Penn State Altoona students were able to take part in a variety of alternative trips over spring break this year, in the United States and abroad.

One such trip was to Disney World in Orlando, sponsored by the Office of Student Life and the Campus Activities Board. The trip was created to give students an affordable spring break option that included leadership development and community service in addition to positive social experiences with their peers. Forty-eight students were able to attend.

While there, the students participated in the Disney Leadership Strategies College Edition. During this program, they uncovered useful tools and strategies that promote effective problem solving, decision making, and managerial skills as practiced by the team at Walt Disney World Resort. They also spent one day of community service at Mustard Seed Furniture and Clothing Bank of Central Florida.

Says Kim Sterner, a sophomore from Harrisburg, Pa., “Since Disney always makes everything so magical, I was curious to see how they would go about the leadership program. It was definitely a great program, and we took away a lot of great material. And giving back to others is something I enjoy as well so I knew community service would be another rewarding experience.”

Freshman Zachary Yukas agrees. “Through the Leadership Strategies seminar, I learned a lot about the skills and qualities of a good leader. That, coupled with the community service component of the trip, helped me realized that I do want to be a better person, and I can be.”

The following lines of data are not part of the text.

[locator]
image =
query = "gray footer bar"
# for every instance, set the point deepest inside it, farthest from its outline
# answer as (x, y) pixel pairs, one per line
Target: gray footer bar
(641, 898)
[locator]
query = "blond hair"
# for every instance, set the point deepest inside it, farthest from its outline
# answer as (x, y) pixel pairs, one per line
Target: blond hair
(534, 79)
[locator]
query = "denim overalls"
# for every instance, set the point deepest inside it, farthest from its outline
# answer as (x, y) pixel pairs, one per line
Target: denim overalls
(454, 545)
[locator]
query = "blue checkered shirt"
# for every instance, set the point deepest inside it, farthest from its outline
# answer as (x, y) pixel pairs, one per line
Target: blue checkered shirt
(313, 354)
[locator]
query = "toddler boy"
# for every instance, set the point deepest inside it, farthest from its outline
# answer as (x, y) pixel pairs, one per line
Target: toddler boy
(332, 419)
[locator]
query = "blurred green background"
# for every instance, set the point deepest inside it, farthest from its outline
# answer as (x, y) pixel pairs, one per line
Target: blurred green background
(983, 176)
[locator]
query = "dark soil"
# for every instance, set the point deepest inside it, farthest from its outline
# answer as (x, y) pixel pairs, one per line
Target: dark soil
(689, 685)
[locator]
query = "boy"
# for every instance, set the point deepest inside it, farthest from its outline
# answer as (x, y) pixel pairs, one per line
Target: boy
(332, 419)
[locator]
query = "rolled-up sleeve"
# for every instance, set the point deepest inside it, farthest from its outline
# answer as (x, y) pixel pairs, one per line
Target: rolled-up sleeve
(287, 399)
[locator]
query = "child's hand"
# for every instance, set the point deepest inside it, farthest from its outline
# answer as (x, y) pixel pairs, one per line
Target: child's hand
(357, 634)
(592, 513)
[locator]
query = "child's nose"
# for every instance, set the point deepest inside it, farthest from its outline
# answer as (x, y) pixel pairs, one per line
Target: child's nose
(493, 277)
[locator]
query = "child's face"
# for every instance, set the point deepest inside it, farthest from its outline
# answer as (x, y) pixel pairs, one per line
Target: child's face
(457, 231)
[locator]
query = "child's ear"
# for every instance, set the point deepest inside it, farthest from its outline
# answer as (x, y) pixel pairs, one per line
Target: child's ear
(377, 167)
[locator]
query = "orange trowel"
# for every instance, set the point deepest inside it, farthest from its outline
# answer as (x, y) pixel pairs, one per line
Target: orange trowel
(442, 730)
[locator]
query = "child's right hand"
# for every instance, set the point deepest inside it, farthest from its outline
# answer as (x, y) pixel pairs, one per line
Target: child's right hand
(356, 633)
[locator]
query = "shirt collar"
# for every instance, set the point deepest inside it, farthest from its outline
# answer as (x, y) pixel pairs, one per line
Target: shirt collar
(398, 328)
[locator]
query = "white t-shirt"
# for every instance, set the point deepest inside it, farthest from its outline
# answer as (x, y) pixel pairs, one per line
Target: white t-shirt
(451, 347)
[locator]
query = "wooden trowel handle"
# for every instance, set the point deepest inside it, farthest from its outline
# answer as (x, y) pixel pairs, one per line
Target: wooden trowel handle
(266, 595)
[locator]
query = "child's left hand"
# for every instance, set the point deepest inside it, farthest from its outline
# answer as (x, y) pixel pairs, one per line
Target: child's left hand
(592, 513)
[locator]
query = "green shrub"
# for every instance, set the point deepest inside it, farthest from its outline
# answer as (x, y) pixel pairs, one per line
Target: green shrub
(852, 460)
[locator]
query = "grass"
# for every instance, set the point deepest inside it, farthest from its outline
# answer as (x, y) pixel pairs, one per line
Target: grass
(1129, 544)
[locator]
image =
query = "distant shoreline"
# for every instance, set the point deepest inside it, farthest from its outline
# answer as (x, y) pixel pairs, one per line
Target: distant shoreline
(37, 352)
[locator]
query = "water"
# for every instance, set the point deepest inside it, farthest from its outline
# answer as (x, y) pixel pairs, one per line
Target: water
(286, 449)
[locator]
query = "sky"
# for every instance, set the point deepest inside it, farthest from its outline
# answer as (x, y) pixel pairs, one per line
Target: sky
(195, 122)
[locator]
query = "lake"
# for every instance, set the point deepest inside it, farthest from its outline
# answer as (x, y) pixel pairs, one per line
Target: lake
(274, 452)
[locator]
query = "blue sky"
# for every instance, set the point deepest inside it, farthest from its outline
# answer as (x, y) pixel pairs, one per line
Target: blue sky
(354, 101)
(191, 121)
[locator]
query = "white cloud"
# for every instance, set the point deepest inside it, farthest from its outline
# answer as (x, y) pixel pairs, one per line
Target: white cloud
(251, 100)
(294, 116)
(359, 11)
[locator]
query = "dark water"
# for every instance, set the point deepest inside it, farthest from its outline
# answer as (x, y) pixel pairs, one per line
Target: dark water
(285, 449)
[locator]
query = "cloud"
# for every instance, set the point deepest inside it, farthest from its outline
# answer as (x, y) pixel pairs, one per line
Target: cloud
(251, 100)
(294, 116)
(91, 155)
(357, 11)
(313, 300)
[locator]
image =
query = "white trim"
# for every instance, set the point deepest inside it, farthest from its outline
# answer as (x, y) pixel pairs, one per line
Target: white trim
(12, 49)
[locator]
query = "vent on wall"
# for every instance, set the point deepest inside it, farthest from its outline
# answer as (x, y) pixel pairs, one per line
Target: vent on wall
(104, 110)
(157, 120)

Another group of students participated in the campus' service trip to Jinotega, Nicaragua. This eight-day program, started back in 2001, is a partnership with Outreach360, a volunteer program reaching into disadvantaged communities abroad. Eighteen students, one graduate student, two faculty, and two staff went on the trip. Some students taught English to elementary school children at the Learning Center in the city while others helped make improvements to the center’s sidewalks and retaining walls. Nursing and health and human development students spent their time teaching health care and first aid to the children.

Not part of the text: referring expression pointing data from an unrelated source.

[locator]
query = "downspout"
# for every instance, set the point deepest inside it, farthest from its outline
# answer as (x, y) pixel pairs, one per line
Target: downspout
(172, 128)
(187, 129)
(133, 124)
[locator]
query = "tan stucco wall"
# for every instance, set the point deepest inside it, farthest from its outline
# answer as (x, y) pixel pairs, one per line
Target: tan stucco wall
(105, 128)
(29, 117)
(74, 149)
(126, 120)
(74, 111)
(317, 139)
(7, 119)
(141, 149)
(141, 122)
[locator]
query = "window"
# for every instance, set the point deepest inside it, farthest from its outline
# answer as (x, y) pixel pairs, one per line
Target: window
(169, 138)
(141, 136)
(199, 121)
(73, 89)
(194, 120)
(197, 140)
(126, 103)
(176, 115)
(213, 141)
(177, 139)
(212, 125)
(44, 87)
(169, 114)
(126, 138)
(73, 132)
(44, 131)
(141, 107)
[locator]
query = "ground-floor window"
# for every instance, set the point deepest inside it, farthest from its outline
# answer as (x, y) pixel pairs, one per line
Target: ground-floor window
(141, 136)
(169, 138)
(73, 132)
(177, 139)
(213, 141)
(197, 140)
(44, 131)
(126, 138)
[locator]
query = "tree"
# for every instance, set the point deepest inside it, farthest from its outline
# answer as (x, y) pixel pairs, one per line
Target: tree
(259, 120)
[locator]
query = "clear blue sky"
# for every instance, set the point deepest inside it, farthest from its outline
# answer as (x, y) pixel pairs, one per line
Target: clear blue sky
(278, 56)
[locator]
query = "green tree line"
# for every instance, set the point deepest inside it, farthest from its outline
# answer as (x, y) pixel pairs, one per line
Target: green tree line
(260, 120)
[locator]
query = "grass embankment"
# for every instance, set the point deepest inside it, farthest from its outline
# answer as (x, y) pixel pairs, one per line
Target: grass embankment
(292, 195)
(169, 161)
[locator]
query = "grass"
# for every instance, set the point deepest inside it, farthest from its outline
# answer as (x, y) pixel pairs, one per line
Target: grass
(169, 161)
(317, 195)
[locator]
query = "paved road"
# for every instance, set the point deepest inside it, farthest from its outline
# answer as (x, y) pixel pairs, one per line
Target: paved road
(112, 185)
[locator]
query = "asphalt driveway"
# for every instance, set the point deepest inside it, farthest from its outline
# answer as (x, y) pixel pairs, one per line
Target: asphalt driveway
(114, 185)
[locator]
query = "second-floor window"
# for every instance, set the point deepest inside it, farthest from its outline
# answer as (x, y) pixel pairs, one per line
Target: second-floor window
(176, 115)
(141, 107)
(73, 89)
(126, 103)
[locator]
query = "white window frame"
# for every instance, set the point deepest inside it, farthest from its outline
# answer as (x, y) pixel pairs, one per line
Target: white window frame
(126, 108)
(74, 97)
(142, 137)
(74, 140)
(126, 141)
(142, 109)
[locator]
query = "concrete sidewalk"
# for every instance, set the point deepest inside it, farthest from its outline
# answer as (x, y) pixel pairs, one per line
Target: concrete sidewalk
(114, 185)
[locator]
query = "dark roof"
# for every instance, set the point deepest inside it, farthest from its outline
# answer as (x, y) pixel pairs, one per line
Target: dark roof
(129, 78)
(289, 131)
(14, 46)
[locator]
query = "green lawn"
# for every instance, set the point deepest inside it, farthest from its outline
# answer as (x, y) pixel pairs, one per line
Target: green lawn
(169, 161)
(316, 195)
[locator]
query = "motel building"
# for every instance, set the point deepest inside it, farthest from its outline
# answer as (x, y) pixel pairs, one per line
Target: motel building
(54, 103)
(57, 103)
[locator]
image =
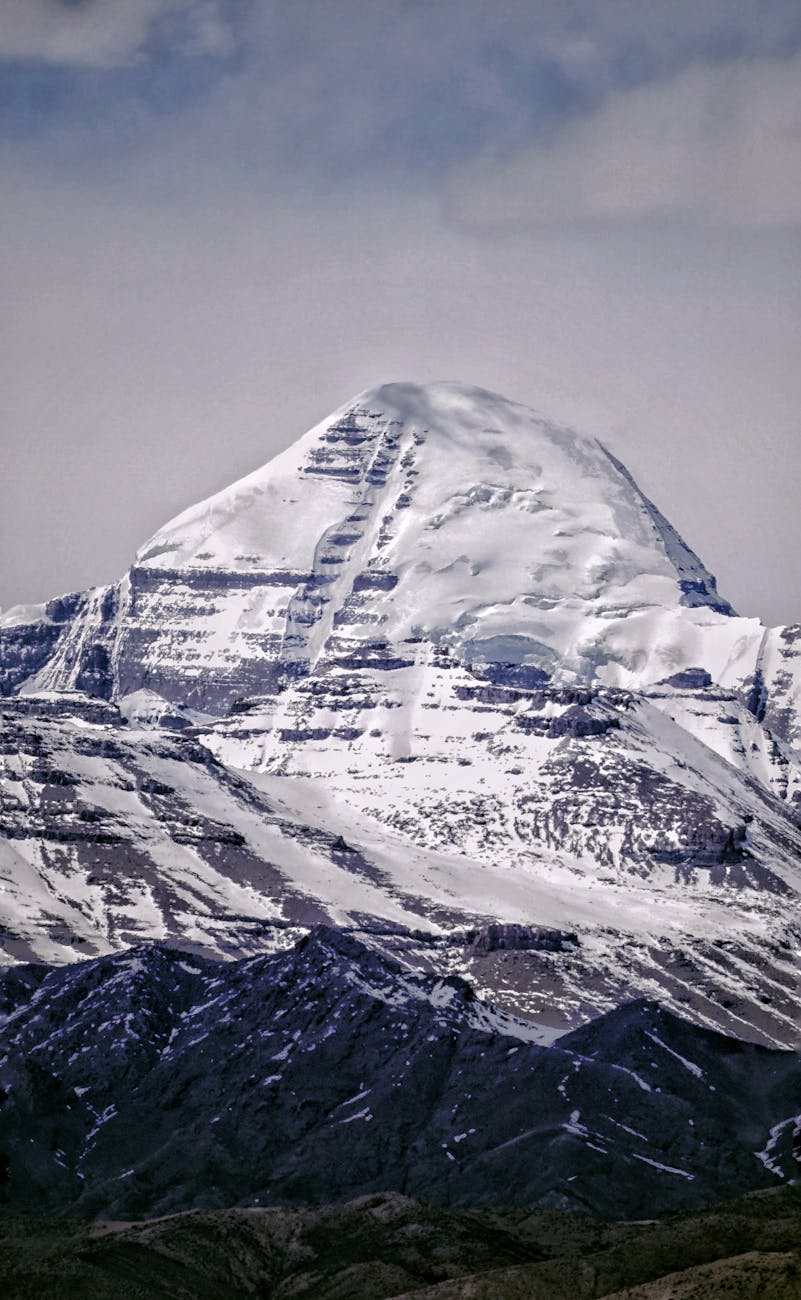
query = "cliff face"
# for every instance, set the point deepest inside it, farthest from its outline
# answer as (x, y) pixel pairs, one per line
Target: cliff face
(440, 664)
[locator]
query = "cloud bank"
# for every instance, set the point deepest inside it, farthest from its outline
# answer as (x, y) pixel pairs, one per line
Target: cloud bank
(221, 219)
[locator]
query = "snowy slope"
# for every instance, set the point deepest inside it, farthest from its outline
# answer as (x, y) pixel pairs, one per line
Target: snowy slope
(454, 668)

“Students not only learn something about another culture different than their own, but by crossing borders to live and work with the people of another culture they learn they are not so different after all,” states Victoria Hesser, an administrative assistant at Penn State Altoona and one of the team leader’s. “Most importantly, students learn something about who and what they are. By this discovery, they realize how they can make a big difference in a very small period of time.”

Taylor Sutton, a senior, was especially touched by his work with the children. “I learned just as much from them as they did from me. I hope I get to go back some day.”